There are lots of things. We have to remember all of it. Everything we were taught in AFF — we have to remember it all. We need to review it, think about it and practice it. I see people becoming very comfortable in skydiving to the point where they forget the dangers, their emergency procedures, proper gear maintenance. I have been guilty of this and it has caused me injuries and very close calls. We must take it seriously. It is our responsibility as skydivers, we owe it to ourselves, our loved ones and our sport.
Which dropzones are some of your favorites to jump?
There is a DZ in Switzerland that is absolutely beautiful and so fun to jump at. It is called Flying Devils in Bex, Switzerland. The view is breathtaking and the owners are so cool.

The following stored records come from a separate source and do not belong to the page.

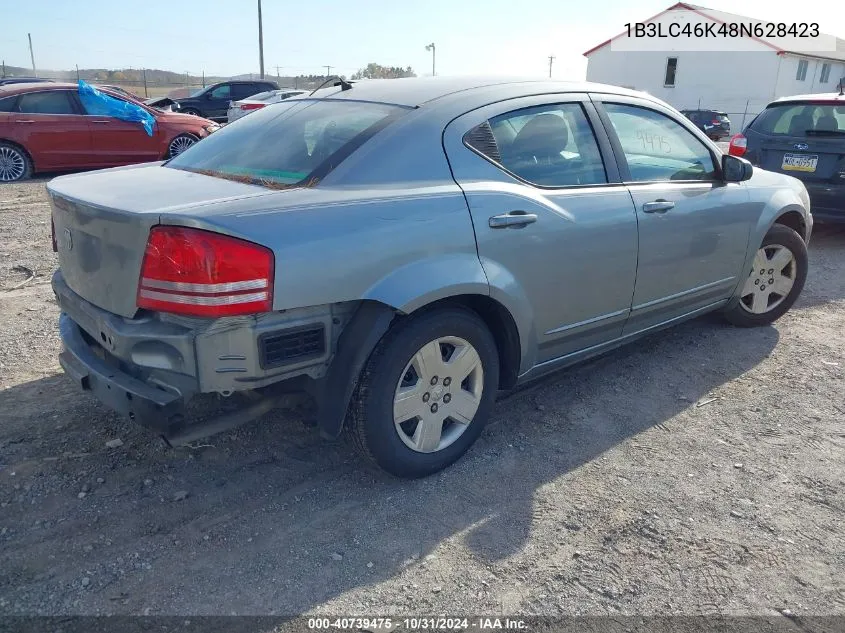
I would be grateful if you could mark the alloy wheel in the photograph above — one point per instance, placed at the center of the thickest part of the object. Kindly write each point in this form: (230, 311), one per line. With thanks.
(12, 164)
(772, 278)
(438, 394)
(180, 144)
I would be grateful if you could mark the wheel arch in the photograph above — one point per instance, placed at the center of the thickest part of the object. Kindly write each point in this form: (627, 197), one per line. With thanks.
(794, 220)
(501, 324)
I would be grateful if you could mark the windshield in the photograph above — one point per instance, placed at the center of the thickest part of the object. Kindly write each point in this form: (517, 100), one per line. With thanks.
(801, 119)
(287, 144)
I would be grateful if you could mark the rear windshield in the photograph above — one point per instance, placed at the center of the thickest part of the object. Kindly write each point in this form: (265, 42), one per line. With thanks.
(802, 119)
(265, 96)
(292, 143)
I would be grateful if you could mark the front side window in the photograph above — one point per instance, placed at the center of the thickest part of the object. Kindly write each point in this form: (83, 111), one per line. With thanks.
(222, 92)
(52, 102)
(657, 148)
(290, 144)
(824, 76)
(671, 71)
(550, 145)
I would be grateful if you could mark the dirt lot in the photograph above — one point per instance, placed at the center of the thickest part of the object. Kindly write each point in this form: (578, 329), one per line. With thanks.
(698, 471)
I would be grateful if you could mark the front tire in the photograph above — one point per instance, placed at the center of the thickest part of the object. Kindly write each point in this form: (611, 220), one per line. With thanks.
(776, 279)
(425, 393)
(15, 164)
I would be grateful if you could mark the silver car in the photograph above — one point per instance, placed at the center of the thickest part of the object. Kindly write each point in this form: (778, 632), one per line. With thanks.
(406, 249)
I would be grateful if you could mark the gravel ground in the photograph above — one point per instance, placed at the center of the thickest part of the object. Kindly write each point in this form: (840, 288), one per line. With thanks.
(698, 471)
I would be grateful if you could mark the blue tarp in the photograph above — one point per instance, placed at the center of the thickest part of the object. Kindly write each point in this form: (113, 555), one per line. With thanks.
(101, 104)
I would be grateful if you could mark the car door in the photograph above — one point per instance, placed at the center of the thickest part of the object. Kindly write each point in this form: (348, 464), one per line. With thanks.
(693, 226)
(554, 225)
(50, 126)
(217, 101)
(117, 142)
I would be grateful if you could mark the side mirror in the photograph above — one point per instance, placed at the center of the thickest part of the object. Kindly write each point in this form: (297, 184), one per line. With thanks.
(735, 169)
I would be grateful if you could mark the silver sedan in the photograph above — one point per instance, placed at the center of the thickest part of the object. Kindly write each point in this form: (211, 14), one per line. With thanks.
(406, 249)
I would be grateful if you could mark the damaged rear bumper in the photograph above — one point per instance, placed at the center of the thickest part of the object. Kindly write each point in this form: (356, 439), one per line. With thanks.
(139, 401)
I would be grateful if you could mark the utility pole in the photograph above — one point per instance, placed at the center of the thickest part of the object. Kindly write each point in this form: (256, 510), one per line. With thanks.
(31, 54)
(260, 41)
(430, 47)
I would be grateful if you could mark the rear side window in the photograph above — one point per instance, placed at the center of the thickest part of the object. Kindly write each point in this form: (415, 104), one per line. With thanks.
(550, 145)
(657, 148)
(801, 119)
(290, 144)
(52, 102)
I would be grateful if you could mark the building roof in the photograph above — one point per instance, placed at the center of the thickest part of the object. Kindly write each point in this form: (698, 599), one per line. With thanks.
(723, 17)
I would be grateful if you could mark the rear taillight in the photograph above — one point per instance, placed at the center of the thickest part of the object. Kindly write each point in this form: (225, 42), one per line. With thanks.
(200, 273)
(738, 145)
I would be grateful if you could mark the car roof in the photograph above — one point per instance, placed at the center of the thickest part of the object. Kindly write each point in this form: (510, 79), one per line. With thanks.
(417, 91)
(12, 89)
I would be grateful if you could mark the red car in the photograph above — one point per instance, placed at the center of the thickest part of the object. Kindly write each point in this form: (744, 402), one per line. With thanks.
(44, 127)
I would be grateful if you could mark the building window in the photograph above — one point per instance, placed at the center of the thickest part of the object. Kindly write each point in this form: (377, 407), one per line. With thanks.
(671, 71)
(825, 74)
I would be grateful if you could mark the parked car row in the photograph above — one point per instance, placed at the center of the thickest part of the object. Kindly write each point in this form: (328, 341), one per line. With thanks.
(713, 123)
(238, 109)
(213, 101)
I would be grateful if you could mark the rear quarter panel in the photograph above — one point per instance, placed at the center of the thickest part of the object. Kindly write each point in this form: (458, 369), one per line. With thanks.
(404, 247)
(772, 195)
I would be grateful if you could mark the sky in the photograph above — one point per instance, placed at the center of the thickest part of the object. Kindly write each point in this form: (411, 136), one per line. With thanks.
(220, 37)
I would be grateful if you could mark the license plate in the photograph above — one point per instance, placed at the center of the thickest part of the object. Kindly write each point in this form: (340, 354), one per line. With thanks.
(799, 162)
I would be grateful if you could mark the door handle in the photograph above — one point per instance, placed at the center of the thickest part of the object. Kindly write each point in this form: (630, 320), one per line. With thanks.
(658, 206)
(514, 218)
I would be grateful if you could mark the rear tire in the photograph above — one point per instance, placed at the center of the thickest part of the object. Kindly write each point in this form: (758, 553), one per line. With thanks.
(15, 164)
(400, 417)
(776, 279)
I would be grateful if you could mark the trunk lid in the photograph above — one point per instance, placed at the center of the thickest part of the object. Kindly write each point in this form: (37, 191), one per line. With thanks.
(810, 158)
(102, 221)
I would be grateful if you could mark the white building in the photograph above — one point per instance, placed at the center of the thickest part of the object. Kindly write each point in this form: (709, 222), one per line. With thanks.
(697, 72)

They really know how to have fun at that DZ.
If you really want to pump out some jumps there is no place like my home DZ — Skydive Arizona. This place is a machine. We jump so much. The sun shines here way more then anywhere else. We have multiple large hangars filled with aircraft. I think the Skydive Arizona fleet currently includes 5 Otters, 5 Skyvans, a DC3, a Porter, a Caravan, a Beech 18 and a hot air balloon. Oh, yeah and a wind tunnel!

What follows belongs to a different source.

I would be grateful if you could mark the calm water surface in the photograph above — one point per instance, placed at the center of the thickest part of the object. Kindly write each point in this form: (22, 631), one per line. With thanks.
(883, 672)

Is there anything you know now that you wish you’d have known when you first got into skydiving?
Honestly, not really! It has been such a fun journey, which has lead me to a pretty cool place, I would not want to risk changing anything.
You seem like a really grounded woman. You are pushed to extremes in some of the jumps you make, you are doing things and jumping places no skydivers have been/done before. How do you keep the calm, the ease and the physical strength to live this kind of lifestyle?
The harder it is the better I preform. I have always been this way. I think it has to do with adrenaline. I am not totally sure why I am wired like this, but I am super grateful I am. When it is time to perform, I get into a mental zone where everything seems possible. I actually try to tap into this state of mind all the time. I have not figured it out yet, but I am sure it is possible as I see other people do it. I will keep trying.
I love the friendship between you and Jeff Provenzano. It’s enviable – having so much life between two people in these sports. How amazing is it to be so connected to a fellow skydiver for two decades and also be on the same team, doing the same jumps together?
My relationship with Jeff Provenzano is hard for me to put into words. We started skydiving together in 1995 when we were 18. We traveled around Europe together when we were 19, we traveled across the US together several times before we hit 20 years old. We moved to Skydive Arizona together when we were 21. We lived in a trailer together for 3 years. We have been there for each other through massive life changes, challenges and accomplishments. We are now both on the Red Bull Air Force together. I feel connected to Jeffro beyond this physical realm. I am not even sure if I believe in that kind of thing, but it just feels like I have been close with Jeffro for millions of years.
Is there a life value, lesson or philosophy, or fuck it, just a piece of advice you’d share with the world if the whole world stopped to listen for a moment?
Persistence will get you where you want to go in life. Talent and/or intelligence alone are waisted without determination. First commit yourself to a happy peaceful state of mind, then commit yourself to your goals. Be patient and enjoy the ride.
“The problem is not the problem, it is how you deal with the problem that is the problem.”
Captain Jack Sparrow
Thanks, Amy. You’re one hell of a human being.